The greensite on the 10th is very good; easily the best on the golf course. The green is tucked behind a large mound with only the right 1/4 of this wide and shallow green viewable from the fairway. McBroom benched bunkers into the side of the mound fronting the green. This, to me, is unnecessary. The penalty for missing left is a blind approach to a very shallow green.
Even an approach from the centre of the fairway from ~100 yards out is semi-blind. Only lay-ups on the far right-side of the fairway will have a good look at the green.
Green as seen from left:
Hole 11: Par 4, 369 Yards
A very narrow, downhill tee shot to a fairway that tilts toward the forest on the left. There is plenty of width for those willing to lay-up short of the 150-yard marker. A cleverly placed bunker on the right side of the fairway guards the safe line for a longer tee shot; unfortunately, terrible mowing lines eliminate any strategic interest.
Deep rough just past the right-side fairway bunker means that any tee shot that successfully challenges the bunker will find rough and a very awkward lie, instead of caroming forward and left into the centre of the fairway (as I suspect was the intent of Mr. McBroom).
The approach is played over a narrow hazard to one of the least contoured greens on the golf course, sloping generally from back-to-front.
Hole 14: Par 4, 378 Yards
One of very few holes I have ever seen to feature a reverse-cambre fairway. Growth of trees on the right has made it near impossible to find the fairway without hitting a fade from the tee; but this hole remains one of the best on the golf course.
The approach is played over a water hazard to a green that lay at a diagonal to the line of play. Tee shots that successfully challenge the right-side from the tee are rewarded with an approach that need not to carry the water hazard.
Along with the 4th, one of the best greens on the golf course...
Hole 15: Par 5, 595 Yards
An awfully narrow tee shot for such a long hole. The temptation is for the golfer to try to play down the left, but the ideal angle for the second shot is from the right. The golfer must choose between distance and line from the tee.

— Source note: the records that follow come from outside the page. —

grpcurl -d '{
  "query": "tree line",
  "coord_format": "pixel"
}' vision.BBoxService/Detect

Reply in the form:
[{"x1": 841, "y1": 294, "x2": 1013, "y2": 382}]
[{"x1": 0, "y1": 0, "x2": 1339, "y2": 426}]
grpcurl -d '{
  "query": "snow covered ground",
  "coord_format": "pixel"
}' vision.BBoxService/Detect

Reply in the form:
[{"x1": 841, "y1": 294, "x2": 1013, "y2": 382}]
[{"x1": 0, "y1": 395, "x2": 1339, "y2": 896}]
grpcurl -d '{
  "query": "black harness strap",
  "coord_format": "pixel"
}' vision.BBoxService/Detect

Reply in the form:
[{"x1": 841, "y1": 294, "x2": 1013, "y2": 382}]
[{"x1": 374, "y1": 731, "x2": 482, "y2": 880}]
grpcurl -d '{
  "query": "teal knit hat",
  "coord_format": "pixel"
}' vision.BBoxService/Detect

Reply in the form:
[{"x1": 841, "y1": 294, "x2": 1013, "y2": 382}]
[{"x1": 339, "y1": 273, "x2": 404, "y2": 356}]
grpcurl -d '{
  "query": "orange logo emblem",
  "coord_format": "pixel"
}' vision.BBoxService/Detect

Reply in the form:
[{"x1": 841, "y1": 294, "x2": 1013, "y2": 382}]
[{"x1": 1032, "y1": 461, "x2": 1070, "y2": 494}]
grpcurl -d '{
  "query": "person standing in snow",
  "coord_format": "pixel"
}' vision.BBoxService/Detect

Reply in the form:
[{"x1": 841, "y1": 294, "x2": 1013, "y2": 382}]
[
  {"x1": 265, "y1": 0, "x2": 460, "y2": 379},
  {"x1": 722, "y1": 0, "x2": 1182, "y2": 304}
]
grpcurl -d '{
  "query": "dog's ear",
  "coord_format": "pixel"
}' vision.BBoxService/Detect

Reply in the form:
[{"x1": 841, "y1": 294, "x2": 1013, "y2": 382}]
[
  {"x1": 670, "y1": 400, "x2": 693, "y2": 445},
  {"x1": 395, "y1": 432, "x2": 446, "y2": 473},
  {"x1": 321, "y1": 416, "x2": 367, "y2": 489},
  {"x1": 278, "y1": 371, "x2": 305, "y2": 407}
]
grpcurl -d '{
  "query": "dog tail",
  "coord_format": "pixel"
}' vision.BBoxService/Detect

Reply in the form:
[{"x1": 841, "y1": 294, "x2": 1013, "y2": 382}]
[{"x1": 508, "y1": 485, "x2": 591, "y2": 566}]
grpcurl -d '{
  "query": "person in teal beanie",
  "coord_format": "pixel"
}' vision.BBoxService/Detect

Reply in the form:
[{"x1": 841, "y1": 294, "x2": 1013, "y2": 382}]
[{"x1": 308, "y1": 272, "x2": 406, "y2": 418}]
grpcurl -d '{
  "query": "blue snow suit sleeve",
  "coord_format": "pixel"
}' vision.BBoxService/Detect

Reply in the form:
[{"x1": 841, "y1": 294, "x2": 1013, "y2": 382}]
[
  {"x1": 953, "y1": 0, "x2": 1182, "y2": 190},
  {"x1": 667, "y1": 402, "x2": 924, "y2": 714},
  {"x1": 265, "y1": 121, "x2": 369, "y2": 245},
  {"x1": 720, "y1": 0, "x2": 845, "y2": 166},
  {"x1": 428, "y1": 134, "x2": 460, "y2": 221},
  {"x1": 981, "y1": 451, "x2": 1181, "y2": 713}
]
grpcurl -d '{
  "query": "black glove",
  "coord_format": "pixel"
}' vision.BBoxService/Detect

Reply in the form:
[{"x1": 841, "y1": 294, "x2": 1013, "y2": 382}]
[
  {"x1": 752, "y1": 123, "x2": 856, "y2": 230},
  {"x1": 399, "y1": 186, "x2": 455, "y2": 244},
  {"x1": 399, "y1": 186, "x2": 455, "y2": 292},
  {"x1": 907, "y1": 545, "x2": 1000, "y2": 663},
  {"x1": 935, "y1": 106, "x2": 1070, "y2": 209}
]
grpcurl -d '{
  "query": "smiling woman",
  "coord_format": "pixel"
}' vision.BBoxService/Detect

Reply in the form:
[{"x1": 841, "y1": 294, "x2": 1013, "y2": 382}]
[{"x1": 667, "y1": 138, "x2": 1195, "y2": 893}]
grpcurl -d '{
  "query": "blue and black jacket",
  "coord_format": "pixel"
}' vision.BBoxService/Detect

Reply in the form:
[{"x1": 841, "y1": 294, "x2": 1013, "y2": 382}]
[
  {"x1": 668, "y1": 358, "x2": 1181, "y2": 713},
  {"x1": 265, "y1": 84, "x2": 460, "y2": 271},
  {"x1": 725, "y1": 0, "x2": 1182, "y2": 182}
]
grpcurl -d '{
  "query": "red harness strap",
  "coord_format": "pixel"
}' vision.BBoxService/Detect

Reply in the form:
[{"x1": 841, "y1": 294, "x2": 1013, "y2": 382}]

The lay-up area on the 15th, like the lay-up area on the 10th is unnecessarily cluttered. A bunker on the left 150ish yards from the green guards -- nothing. Similarly, a large tree 100 yards short of the green on the right serves to block-out any approaches in the right half of the fairway. Given the length of the hole and the location of the hazard near the green, I argue that the tree is nothing more than a penal feature that adds no strategic interest to the hole.
A hidden bunker, one of many hidden bunkers long of greens at King's Riding, seems to add nothing but maintenance expense...
Improved mowing lines and the removal of a few trees would go a long way to improving the strategic merit of King's Riding.